Further, in the case of your API. It is likely running in ALB/ECS/APIGW/Lambda/CloudFront which are of course running in AWS. Since these are in AWS already, they each will get autogenerated AWS credentials which can be used to interact with your AWS Control Plane infrastructure. However these AWS credentials cannot be used to interact with other services you own. That's because these services don't run in the AWS Control Plane as they aren't infrastructure. But rather they run in the AWS Data Plan. This is the perfect opportunity use case to convert those AWS Control Plane credentials to IdP credentials using Authress or another provider. It is an important reminder that there is no overlap between the cloud credentials used for the AWS Control Plane and the IdP application credentials used for your application to access your other services in the AWS Data Plane.

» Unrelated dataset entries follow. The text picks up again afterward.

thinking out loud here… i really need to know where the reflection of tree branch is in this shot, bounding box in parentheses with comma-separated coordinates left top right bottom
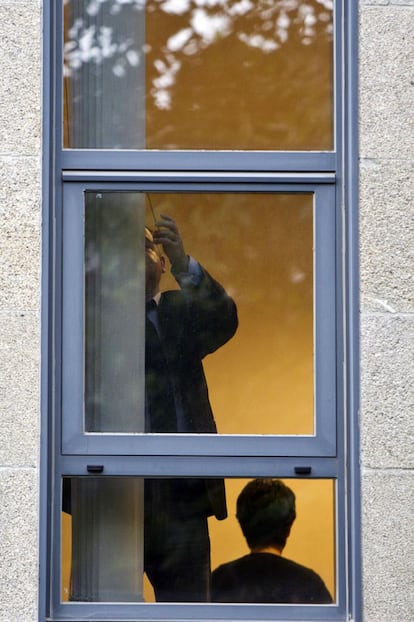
(64, 0, 333, 109)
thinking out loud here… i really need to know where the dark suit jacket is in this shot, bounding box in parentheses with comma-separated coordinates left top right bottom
(156, 265, 238, 431)
(64, 266, 237, 521)
(151, 264, 238, 520)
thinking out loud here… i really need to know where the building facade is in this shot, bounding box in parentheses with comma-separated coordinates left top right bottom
(0, 1, 412, 621)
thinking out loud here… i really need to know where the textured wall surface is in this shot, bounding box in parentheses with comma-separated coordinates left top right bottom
(0, 1, 413, 622)
(0, 1, 41, 621)
(359, 2, 414, 621)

What do I not need to secure?

A common misconception is that whenever you see a guid (00000000-0000-0000-0000-00000000) or another cloud provider identifier, that there is a security risk in exposing it. Stifle that thought. Attempting to secure data that is not sensitive creates obstacles using the actual security mechanisms available. A common example might be the application identifier that Authress uses to idenitfy your Application. This is not sensitive information, no one can do any harm if they have it. Additionally by adding these unnecessary systems to secure non-sensitive data, we actually make it harder to use the relevant services, more complexity = more difficulty. And by doing so we might inadvertently create security holes where there would not already be in use. The more security tools you have the more complex system you create. And the more complex system you have the more difficult it is to ensure they are secure.

Examples of things that should never be secured:

• Application IDs
• Login urls

Another signal that something is wrong is if you feel like you have to a write a Backend-For-A-Frontend (BFF). While having one of these is not a problem in itself, but if you believe having one of these increases security then something about your Threat Model is not well identified yet.